Des étiquettes d’avertissement sur les réseaux sociaux également responsabiliser davantage les plateformes médiatiques. Les plateformes créent et conçoivent des fonctionnalités pour maximiser l’utilisation, en profitant de l’engagement des utilisateurs. Les étiquettes d’avertissement peuvent aider les utilisateurs à mieux comprendre comment ces plateformes profitent de leur utilisation, en soulignant les risques potentiels d’une utilisation excessive.

Même si les étiquettes des réseaux sociaux ne dissuadent pas directement les jeunes utilisateurs d’une consommation élevée, elles peuvent le faire indirectement, via une plus grande surveillance parentale. En effet, les parents pourraient être plus enclins à fixer des limites sachant qu’il existe des preuves que le produit utilisé par leur enfant ou adolescent est associé à certains risques.

En revanche, les étiquettes d’avertissement axées sur la modération ou l’arrêt de l’utilisation des médias sociaux pourraient être moins efficaces. Ils peuvent favoriser une conception de soi négative chez les utilisateurs, par exemple en pensant : « Je sais que je ne devrais pas utiliser les médias sociaux, mais je ne peux pas m’arrêter parce que je manque de maîtrise de moi ». Cela ne représente pas un bon point de départ pour motiver le changement.

Autres facteurs contribuant aux problèmes de santé mentale et d’apprentissage des jeunes

Compte tenu du manque de preuves causales sur les effets des médias sociaux sur les problèmes de santé mentale, il est important de rappeler que l’interdiction des smartphones dans les salles de classe n’est pas une panacée.

Surtout, il ne résout pas de nombreux problèmes fondamentaux des problèmes de santé mentale chez les jeunes, comme la cyberintimidation.

Les médias sociaux sont un facteur parmi d’autres expliquant pourquoi les jeunes connaissent actuellement des taux élevés de problèmes de santé mentale.
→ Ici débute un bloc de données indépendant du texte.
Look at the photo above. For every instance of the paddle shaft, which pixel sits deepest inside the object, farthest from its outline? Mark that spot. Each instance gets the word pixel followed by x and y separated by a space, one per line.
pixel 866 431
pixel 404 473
D’autres facteurs incluent la discrimination structurelle, les difficultés économiques et l’isolement social aggravés par la pandémie de COVID-19. Se concentrer exclusivement sur les médias sociaux ne résoudra pas les problèmes de santé mentale auxquels sont actuellement confrontés les jeunes.

Par conséquent, des initiatives globales telles que l’augmentation du financement scolaire pour la littératie en santé mentale et numérique ainsi que le renforcement de la disponibilité d’activités parascolaires peuvent constituer des moyens efficaces de soutenir les jeunes.

Il est encourageant de constater que les décideurs politiques accordent davantage d’attention à la santé mentale des jeunes et à ses causes, mais il est important d’agir à plusieurs niveaux pour soutenir la santé mentale et l’apprentissage des jeunes.

Fourni par La conversation

Cet article est republié à partir de La conversation sous licence Creative Commons. Lis le article original.